Toutefois, l’essentiel de mon propos sera consacré aux avancées contenues dans le titre IV, relatif à l’économie circulaire, qui incarne une grande partie des espoirs permis par cette croissance verte en termes de créations d’emplois, de préservation des matières premières et de lutte contre le gaspillage.

Ici, les avancées sont notables. Elles concernent avant tout la définition stricto sensu de l’économie circulaire et les fondations du nouveau modèle de production circulaire, basé sur une écoconception des produits sobres en matières premières primaires, sur une synergie industrielle où les déchets des uns sont les matières premières des autres, sur de nouveaux modes de consommation plus participatifs et solidaires, et enfin sur des produits durables, réemployables et recyclables.

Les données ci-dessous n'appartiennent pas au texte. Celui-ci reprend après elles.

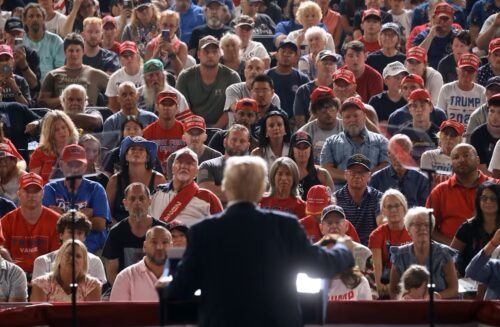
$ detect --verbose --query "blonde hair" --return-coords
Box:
[39,110,79,156]
[220,33,241,48]
[380,188,408,214]
[130,4,160,34]
[304,26,328,45]
[52,239,89,280]
[222,156,267,203]
[295,0,323,25]
[83,17,102,30]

Tout cela influe sur la quantité de déchets produits, sur l’environnement, sur les coûts du service public de collecte et de traitement des déchets et sur les coûts de production pour nos entreprises : ce sont donc des gains de productivité et de pouvoir d’achat.

En parallèle, des améliorations cruciales ont été apportées sur la question des déchets. J’évoque pêle-mêle l’interdiction des sacs plastiques, la définition et la pénalisation de l’obsolescence programmée, les recommandations de collecte séparée de certains flux, l’harmonisation de leurs modalités, ou encore la généralisation du tri à la source, parce qu’il est primordial de préserver le geste individuel et citoyen du tri.

S’agissant des éco-organismes, après avoir été dotés d’une capacité d’influence incitative sur la conception des produits et sur l’économie de la fonctionnalité, ils seront poussés à rétablir des dispositifs de consigne.

Enfin, après les avancées concernant les filières de responsabilité élargie des producteurs – REP – des déchets professionnels du BTP, il faut saluer l’extension notable de la REP papier au secteur de la presse, excepté celle d’information politique et générale, ainsi que la position d’équilibre concernant les modalités d’extension du périmètre des filières REP textile et REP ameublement.

Toutefois, malgré ces avancées importantes, quelques évolutions restent possibles. Ainsi, dans la pratique, il me semble plus judicieux de prévoir que chaque filière, par exemple celle des équipements électriques et électroniques, puisse faire mieux en termes d’éco-conception. De même, des expérimentations pourraient être lancées en vue d’étendre la durée de garantie constructeur ou la durée de garantie légale pour certaines catégories de produits. Concernant les installations visant à réduire le tonnage de déchets ménagers organiques, la solution des broyeurs d’évier, que j’avais déjà évoquée en première lecture, devrait être approfondie.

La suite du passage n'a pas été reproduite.